Lee Michaels reopens Ridgeland flagship with expanded bridal focus
Lee Michaels' 6,154-square-foot Ridgeland flagship now centers bridal, with wider sightlines and a dedicated engagement-ring zone.

Lee Michaels Fine Jewelry has reopened its Ridgeland flagship with a larger, more open floor plan and a dedicated engagement-ring section, a remodel built around the category that still pulls couples into independent jewelry stores. The store is at Renaissance at Colony Park, 940 Highland Colony Parkway in Ridgeland, Mississippi.
The updated location spans approximately 6,154 square feet and leans into the kind of retail cues that make diamond buying feel less intimidating. Walnut and brass accents soften the room, while the dedicated bridal area gives engagement rings their own address inside the store instead of forcing them to compete with watches and fashion jewelry at the front door. That is the point of the redesign: to make the first stop feel clearer, the comparison process easier and the final decision more deliberate.
Lee Michaels also folded in a David Yurman shop-in-shop and a dedicated Rolex space that was unveiled in early May 2026, a reminder that the store is still built to cross-sell from more than one luxury category. In practice, that kind of branded zoning can keep a companion engaged while the ring shopper studies center stones, settings and bands. It also signals that the store is comfortable giving bridal the most prominent lane, instead of burying it behind a crowded case line.
The company says the remodel marks 30 years in the Ridgeland market, and it fits a larger house style that Lee Michaels has been building since 1978. The jeweler says it has more than 45 years of experience in engagement rings and wedding bands and Rolex showrooms in six locations across Louisiana, Mississippi, Texas and New Mexico. That history matters here because it explains the strategy: bridal remains the traffic engine, and the store design now gives it the room to perform.

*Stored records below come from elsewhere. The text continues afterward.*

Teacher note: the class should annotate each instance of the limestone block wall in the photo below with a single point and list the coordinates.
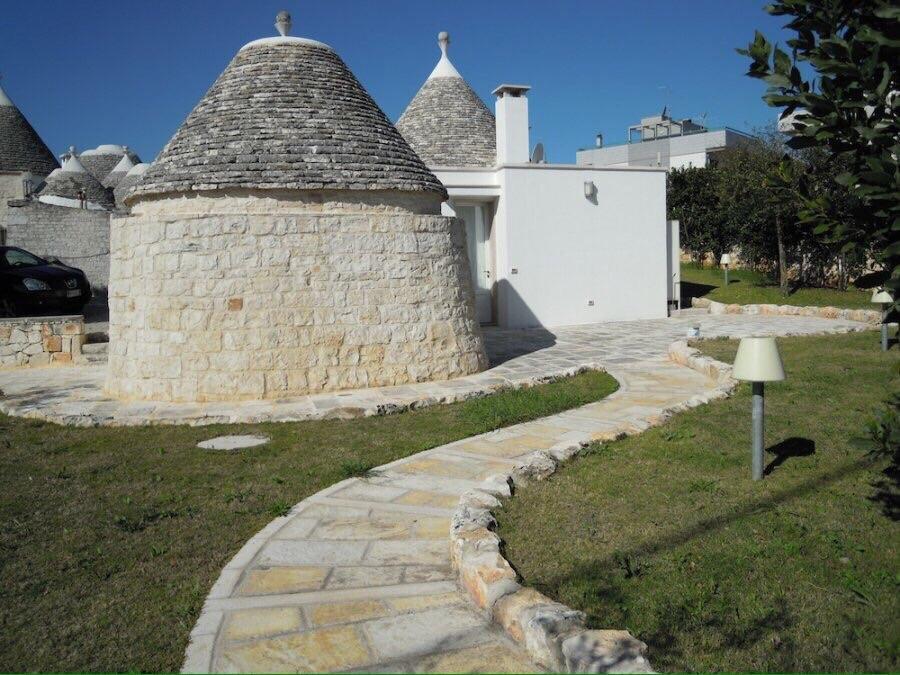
(222, 300)
(78, 237)
(41, 341)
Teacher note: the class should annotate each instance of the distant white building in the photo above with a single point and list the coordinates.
(549, 244)
(663, 142)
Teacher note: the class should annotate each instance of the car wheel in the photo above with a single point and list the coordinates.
(7, 308)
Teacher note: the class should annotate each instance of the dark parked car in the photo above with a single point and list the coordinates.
(30, 285)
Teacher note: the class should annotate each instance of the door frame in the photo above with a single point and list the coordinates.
(488, 210)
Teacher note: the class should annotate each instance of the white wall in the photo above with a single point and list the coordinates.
(568, 249)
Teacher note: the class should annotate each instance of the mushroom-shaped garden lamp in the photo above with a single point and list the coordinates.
(725, 261)
(883, 298)
(758, 361)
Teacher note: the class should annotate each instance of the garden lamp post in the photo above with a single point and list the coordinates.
(758, 361)
(725, 261)
(883, 298)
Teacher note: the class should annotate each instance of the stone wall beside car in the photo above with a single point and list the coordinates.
(41, 341)
(78, 237)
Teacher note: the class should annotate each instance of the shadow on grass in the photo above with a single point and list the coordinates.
(887, 492)
(597, 586)
(789, 447)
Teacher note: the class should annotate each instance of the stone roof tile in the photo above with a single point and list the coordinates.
(447, 123)
(287, 113)
(21, 149)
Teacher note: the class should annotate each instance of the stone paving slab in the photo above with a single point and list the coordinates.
(518, 358)
(358, 577)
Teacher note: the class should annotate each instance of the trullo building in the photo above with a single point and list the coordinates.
(287, 240)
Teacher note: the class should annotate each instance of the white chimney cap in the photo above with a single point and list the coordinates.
(511, 89)
(758, 360)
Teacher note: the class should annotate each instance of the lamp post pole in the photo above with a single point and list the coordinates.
(883, 298)
(758, 362)
(759, 410)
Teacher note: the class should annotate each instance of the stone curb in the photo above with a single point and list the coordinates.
(869, 316)
(552, 634)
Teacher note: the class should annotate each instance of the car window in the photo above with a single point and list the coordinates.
(13, 257)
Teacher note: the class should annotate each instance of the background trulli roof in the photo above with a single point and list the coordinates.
(131, 179)
(100, 161)
(119, 172)
(287, 113)
(21, 149)
(447, 123)
(72, 178)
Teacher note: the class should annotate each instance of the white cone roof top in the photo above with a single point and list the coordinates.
(5, 100)
(72, 164)
(283, 24)
(444, 68)
(106, 149)
(125, 165)
(138, 169)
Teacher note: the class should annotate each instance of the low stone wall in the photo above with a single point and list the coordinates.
(553, 634)
(869, 316)
(41, 341)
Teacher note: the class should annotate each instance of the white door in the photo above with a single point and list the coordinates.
(478, 236)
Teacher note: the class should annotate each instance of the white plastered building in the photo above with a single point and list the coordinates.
(549, 244)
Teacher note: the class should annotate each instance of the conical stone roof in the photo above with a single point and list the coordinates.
(71, 181)
(287, 113)
(21, 149)
(132, 178)
(119, 172)
(447, 123)
(100, 161)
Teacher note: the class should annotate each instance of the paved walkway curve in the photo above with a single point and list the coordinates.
(358, 576)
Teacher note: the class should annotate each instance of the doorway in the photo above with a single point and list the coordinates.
(478, 238)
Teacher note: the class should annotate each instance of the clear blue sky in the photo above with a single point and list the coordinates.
(118, 71)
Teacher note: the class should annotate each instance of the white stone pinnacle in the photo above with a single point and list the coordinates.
(283, 23)
(444, 68)
(4, 99)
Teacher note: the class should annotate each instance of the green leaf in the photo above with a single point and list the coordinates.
(782, 63)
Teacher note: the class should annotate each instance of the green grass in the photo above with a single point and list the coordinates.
(746, 287)
(111, 538)
(665, 534)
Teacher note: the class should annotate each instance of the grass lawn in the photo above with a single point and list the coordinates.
(665, 534)
(746, 288)
(111, 538)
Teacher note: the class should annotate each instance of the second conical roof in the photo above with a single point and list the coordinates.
(447, 123)
(73, 182)
(21, 149)
(287, 113)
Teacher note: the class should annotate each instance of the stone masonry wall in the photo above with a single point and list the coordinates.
(78, 237)
(245, 304)
(41, 341)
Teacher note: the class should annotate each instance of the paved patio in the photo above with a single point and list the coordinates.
(358, 576)
(74, 395)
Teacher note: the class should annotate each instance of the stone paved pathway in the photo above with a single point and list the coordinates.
(358, 576)
(74, 395)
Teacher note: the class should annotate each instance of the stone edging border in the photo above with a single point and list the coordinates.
(869, 316)
(553, 635)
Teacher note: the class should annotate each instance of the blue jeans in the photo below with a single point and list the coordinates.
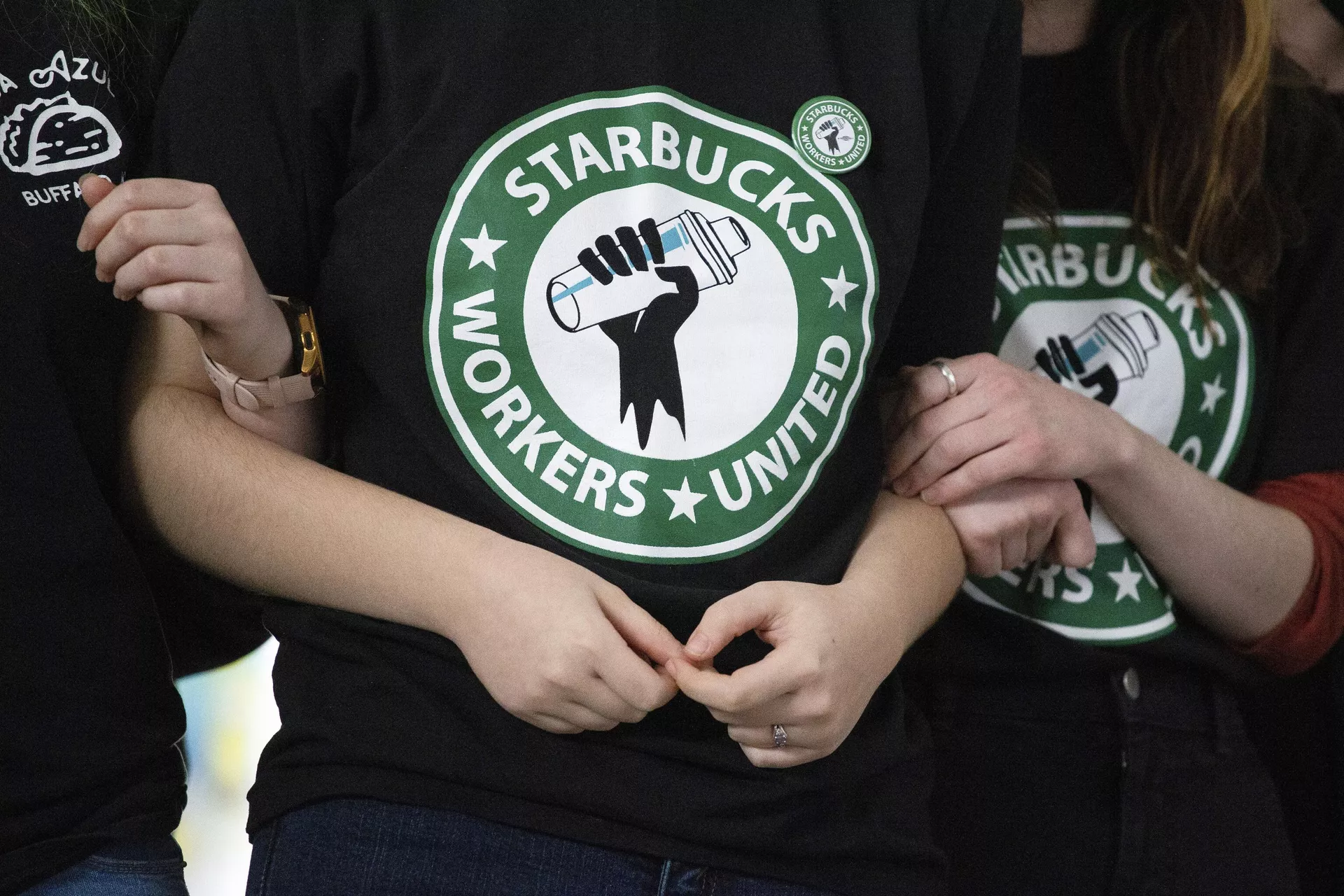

The reopening ended with a grand-opening evening of customer receptions, executive remarks, live music and a ribbon cutting that drew Mississippi Gov. Tate Reeves, First Lady Elee Reeves, Ridgeland Mayor Gene McGee, Jim Barksdale and Andrew Mattaice. The night also included a donation presentation to the Jackson Symphony League, a local gesture that matched the brand’s message about reinvesting in the communities where it does business.

For other independents, the Ridgeland playbook is straightforward: open up the sightlines, create a true bridal destination and let the room feel like a consultation rather than a collision of categories. In diamond retail, that kind of spatial clarity can be as persuasive as any case card.